Avec le chômage massif, les troubles sociaux et les mobilisations populaires engendrées par la Grande Dépression, le gouvernement fédéral se voit forcé de mettre en place un régime d’assurance-chômage dans les années 1940. Durant la même période, le modèle fordiste et l’application de politiques keynésiennes vont mener à une expansion du régime qui s’inscrit non plus dans une logique d’assistance, mais dans le cadre d’une politique de droit au chômage. Cependant, ceci est de courte durée. Dès le début des années 1970, dans un contexte de crise économique, on assiste à une contraction du régime au moment où s’accentue drastiquement la fonction de régulation du travail exercée par le programme (notamment par l’introduction d’une norme variable d’admissibilité en fonction du taux de chômage régional et par l’augmentation des mesures d’exclusion lors de départ volontaire).
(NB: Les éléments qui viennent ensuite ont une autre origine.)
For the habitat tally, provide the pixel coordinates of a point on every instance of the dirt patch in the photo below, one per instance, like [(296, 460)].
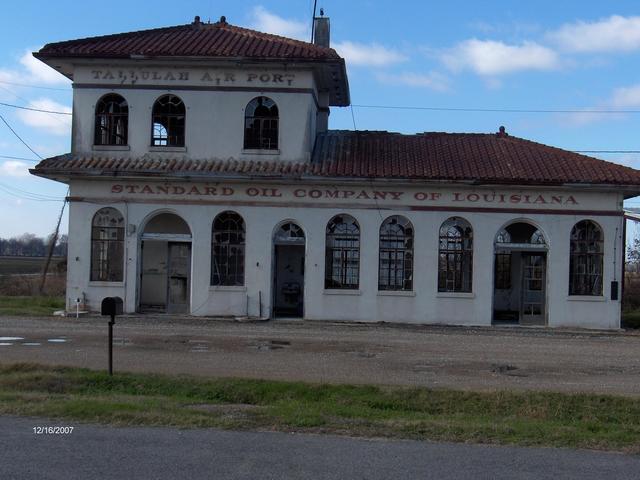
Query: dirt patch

Cette tendance va s’accentuer jusqu’à la réforme de 1996. Dès lors, le nouveau régime, nommé désormais assurance-emploi[10], devient essentiellement un programme de régulation des marchés régionaux canadiens du travail, par des critères différenciés d’admissibilité et des programmes adaptés de formation de la main-d’œuvre[11]. Les plus récents chiffres confirment cette réalité.

Bien que le taux de couverture au programme ait diminué entre 1997 et 2014 dans l’ensemble du Canada, il reste relativement élevé dans les régions où le travail saisonnier occupe une place centrale dans l’économie régionale. Dans d’autres zones canadiennes, le programme ne concerne plus qu’une minorité de travailleuses et de travailleurs. Par exemple, à Toronto, seulement 20,3 % des chômeuses et des chômeurs sont maintenant admissibles aux prestations d’assurance-emploi[12]. Selon les plus récentes données, « le nombre d’interventions des SAE [Service d’aide à l’emploi, mesures actives] a augmenté de 14,2 % pour atteindre 901 062, alors que le nombre d’interventions relatives aux prestations d’emploi [prestations de chômage] a chuté de 6,1 % pour se fixer à 149 521 interventions, soit le plus bas niveau en 10 ans. Globalement, les dépenses engagées par les provinces et territoires sont passées des prestations d’emploi (-7,5 %) aux SAE (+1,6 %) »[13].

 

Conclusion

La réforme de 2013 a été motivée dans les discours officiels comme une volonté de « contrôler les dépenses et [d’]éviter les abus ». Cependant, l’objectif réel de cette réforme est double : 1- la réforme du processus de contestation des décisions vise à restreindre les droits des prestataires; 2- quant à la nouvelle définition de « l’emploi convenable », elle vise à accélérer le retour sur le marché du travail des prestataires « le plus rapidement possible et à n’importe quel prix ». Le « chômeur méritant » devient celui ou celle qui ne demande jamais de prestations et le « chômeur indigne » est celui ou celle qui a recours fréquemment au programme (les critères de recherche d’emploi sont désormais plus sévères pour les sans-emploi qui font souvent des demandes de prestation). En éliminant pratiquement la notion « d’emploi convenable », « tous les emplois sont [désormais] de bons emplois ». C’est donc le concept de less eligibility qui redevient ainsi le principe moteur des politiques en matière de chômage. Désormais, pour la très grande majorité des sans-emploi, c’est le salariat (où le salaire minimum devient le seul seuil minimal acceptable) qui est l’unique alternative au chômage, et ce, au plus grand avantage des employeurs.

 



[1] Collectifs d’auteurs, « Réformes de l’assurance-emploi et de l’aide sociale – Des machines à produire pauvreté et sous-citoyenneté », Le Devoir, 18 avril 2013 [en ligne]. http://www.ledevoir.com/politique/canada/375937/des-machines-a-produire-pauvrete-et-sous-citoyennete

[2] Robert Castel, Les métamorphoses de la question sociale, Paris, Gallimard, 1995, 813 p.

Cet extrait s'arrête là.